香港の労働力人口約330万人のうちで、退職により年金支給の保護を受けるのはその3分の1にすぎない。民間では使用者が任意に設ける職業退職計画(Orso)による年金支給を受けるが、現在これでカバーされているのは、使用者が設けている1万9000のOrso計画による約90万人である。Orso計画は熟練のスタッフを企業に確保する意図で設けられている。また公務員と教師は、政府の退職年金制度でカバーされ、その数は現在約20万人である。

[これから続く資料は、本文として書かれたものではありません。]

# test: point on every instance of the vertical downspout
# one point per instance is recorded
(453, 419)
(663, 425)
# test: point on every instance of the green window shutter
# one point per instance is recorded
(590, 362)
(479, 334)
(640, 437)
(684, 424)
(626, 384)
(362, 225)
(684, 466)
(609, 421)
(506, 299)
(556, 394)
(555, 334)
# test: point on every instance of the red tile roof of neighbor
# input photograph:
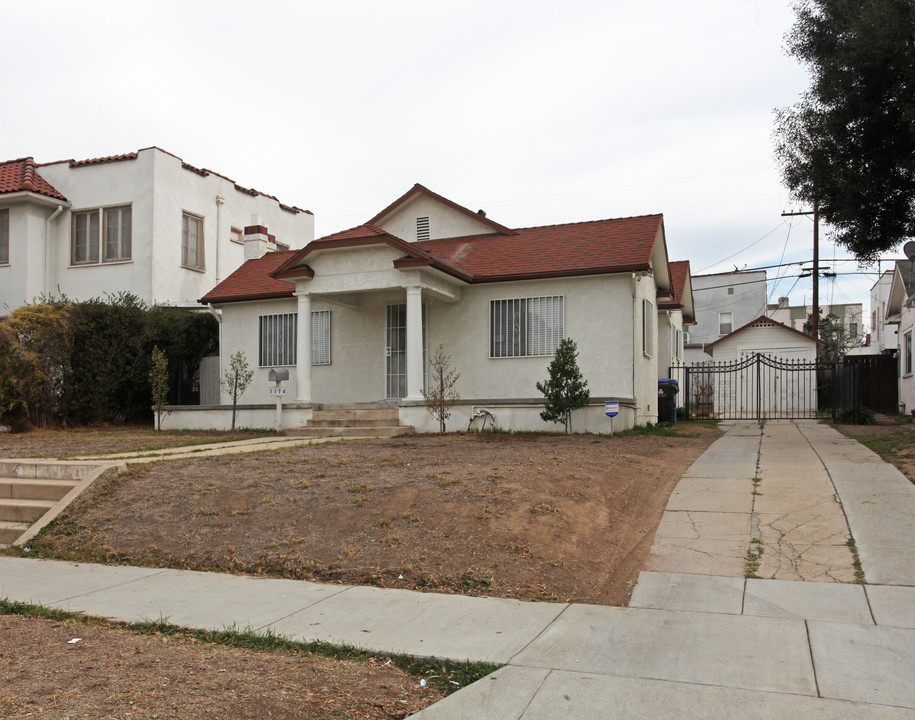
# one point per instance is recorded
(203, 172)
(22, 176)
(583, 248)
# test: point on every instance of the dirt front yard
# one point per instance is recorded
(537, 517)
(895, 443)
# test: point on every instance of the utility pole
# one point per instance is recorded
(815, 320)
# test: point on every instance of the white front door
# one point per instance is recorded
(396, 351)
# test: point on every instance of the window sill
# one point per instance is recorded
(99, 264)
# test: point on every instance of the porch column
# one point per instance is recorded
(414, 343)
(303, 348)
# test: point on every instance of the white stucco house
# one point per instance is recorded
(675, 316)
(723, 303)
(145, 222)
(354, 316)
(733, 385)
(900, 312)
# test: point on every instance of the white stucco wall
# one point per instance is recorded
(22, 280)
(159, 190)
(444, 221)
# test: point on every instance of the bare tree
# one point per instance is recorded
(441, 395)
(236, 380)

強制積立金(MPF)は、この二つの制度でカバーされず、退職後の年金支給を受けない220万人に年金による保護を与えるために設けられたもので、2000年12月からの導入が決定されている。そしてMPFのもとでは、使用者と雇用者の双方が雇用者の賃金の5%を強制的に保険料として積み立てねばならない。しかもOrso計画では、雇用者が3年ないし5年勤務しなければ使用者は保険料を積み立てる必要がないのに対して、MPFでは勤務年数のいかんを問わず、使用者は保険料を積み立てなければならない。そして民間の使用者30万人は、2000年12月1日に保険料の徴収が始まるまでにMPFを設けなければならず、また現在実施されている1万9000のOrso計画のうち、1万4000はMPFを免除され、残りはMPFに移行しなければならないとされている。

このようにMPFの導入を年末に控え、民間のOrso計画と政府の退職年金制度との関係で、MPFが導入される際に従来の年金や退職金の支給額が減額される可能性等につき、労組側から懸念が表明されている。

ことの発端は1月末、香港のテレビ局TVBが3600人のスタッフに、MPFとの関係で従来の退職年金の見直しを図るとしたことである。TVBは現在従業員との契約で賃金の10%を保険料として積み立てると定めているが、今後MPFとの調整を図る必要があるとした。これに対して工連会(FTU)と職工会連盟(CTU)の2大労働組合は、企業がMPF導入にこのように対処すると将来果てしない紛争が生じることになると、直ちに警告を発した。またこれを受けて、MPF計画局のアラン・ウォン専務理事は1月31日、ほとんどの使用者はMPFの導入により従来の年金支給を減額することはないだろうと労組の懸念を和らげる声明を発し、さらにチャールズ・リー理事長は2月1日、減額があれば従業員の士気の低下につながると経済界に向けて警告した。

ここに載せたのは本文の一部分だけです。